There’s a lot of difficult reading/listening here, with themes of abuse, mental illness, and self-harm. That said these characters are compelling and you want to know more about them every step of the way. Pete a sweet, thoughtful guy, if a bit too married to his work as an EMT, and sometimes absolutely terrible at communicating his feelings. And Ash? Ash is a hot mess, though justifiably so with a traumatic personal history that he will never be able to let go of. Leigh doesn’t sugar-coat Ash’s problems, but also presents them in a clear and sensitive manner.

The story unfolds slowly and we see the undeniable attraction between the two main characters, though Pete has to approach Ash slowly and tentatively. The metaphor that comes to mind is how one might approach a feral stray dog or cat, and the parallels are certainly obvious. Once the connection between them is made, they are damn hot together. In fits and starts, they build a life together, until…well, stuff happens.

So why didn’t this book wow me? Usually I can point to one thing, but in this case, it was a collection of small annoyances in logic and overwhelming coincidence that bogged me down. Couple that with the fact that the pace was almost too slow, and those faults seemed to get magnified as the book progressed. And, I’ll admit, one of those petty annoyances was that Leigh is clearly not that familiar with Chicago, as references to the city geography were generic and frequently missed the mark.

As for the audio performance, Lesley once again knocked it out of the park. He captured the light Texas lilt in Ash’s voice perfectly. Pete was a bit more generic, but that may because I’m just used to the flat Midwestern accent.
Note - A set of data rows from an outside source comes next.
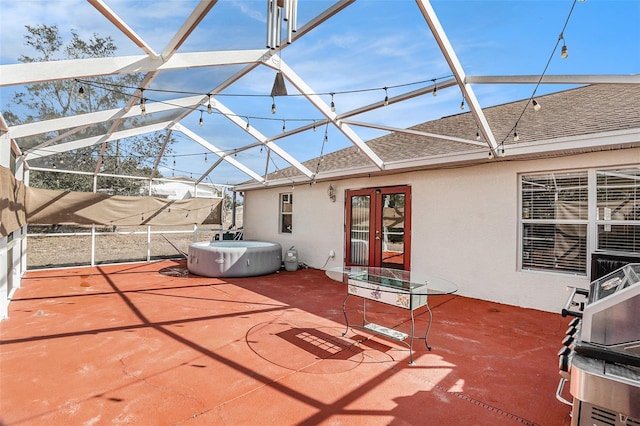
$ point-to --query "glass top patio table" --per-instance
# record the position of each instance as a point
(392, 280)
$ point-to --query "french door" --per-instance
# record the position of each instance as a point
(378, 227)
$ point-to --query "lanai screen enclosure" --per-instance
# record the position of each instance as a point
(237, 92)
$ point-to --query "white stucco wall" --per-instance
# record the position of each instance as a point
(464, 226)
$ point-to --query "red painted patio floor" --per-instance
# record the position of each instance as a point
(149, 344)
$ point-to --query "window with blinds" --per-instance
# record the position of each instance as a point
(618, 210)
(286, 213)
(554, 220)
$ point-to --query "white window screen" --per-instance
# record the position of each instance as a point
(554, 219)
(618, 210)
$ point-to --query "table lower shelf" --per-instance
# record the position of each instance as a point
(386, 331)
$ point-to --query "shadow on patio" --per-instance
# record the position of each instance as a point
(151, 344)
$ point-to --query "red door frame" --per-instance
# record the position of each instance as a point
(375, 223)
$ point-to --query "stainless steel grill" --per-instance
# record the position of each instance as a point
(600, 356)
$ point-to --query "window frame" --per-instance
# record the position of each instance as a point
(581, 222)
(285, 198)
(593, 221)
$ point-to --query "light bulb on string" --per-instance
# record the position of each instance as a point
(564, 52)
(536, 105)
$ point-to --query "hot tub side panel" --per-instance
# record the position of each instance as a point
(211, 261)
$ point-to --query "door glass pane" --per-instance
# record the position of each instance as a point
(392, 244)
(359, 238)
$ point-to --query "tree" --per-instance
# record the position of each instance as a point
(133, 156)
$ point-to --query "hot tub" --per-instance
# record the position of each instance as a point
(234, 258)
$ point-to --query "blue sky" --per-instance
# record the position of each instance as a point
(371, 44)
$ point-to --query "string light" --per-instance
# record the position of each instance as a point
(564, 52)
(536, 105)
(117, 88)
(143, 108)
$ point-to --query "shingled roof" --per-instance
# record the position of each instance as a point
(586, 110)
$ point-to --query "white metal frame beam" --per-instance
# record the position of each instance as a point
(217, 151)
(263, 139)
(277, 64)
(82, 143)
(450, 55)
(37, 72)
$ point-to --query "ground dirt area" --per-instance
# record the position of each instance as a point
(124, 245)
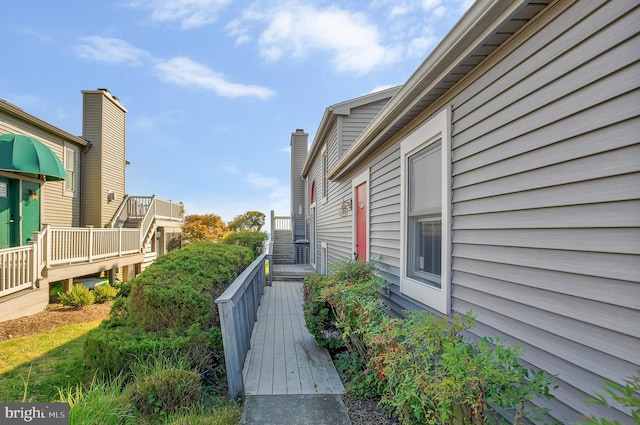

Each of the supporting characters had a distinct and specific sound, and it was always easy to tell who was talking. So why didn’t I love it overall? As I would assume would be normal for audiobook production, the recordings were clearly made over multiple sessions. Unfortunately, each of those sessions had a different tonal character, and the changes in dynamics of the narration between chapters and even between paragraphs were jarring and distracting, taking me out of the story completely.

Despite the difficult subject matter, this is a good book that would probably be enjoyable to someone more tolerant of minor annoyances (or with no knowledge of Chicago).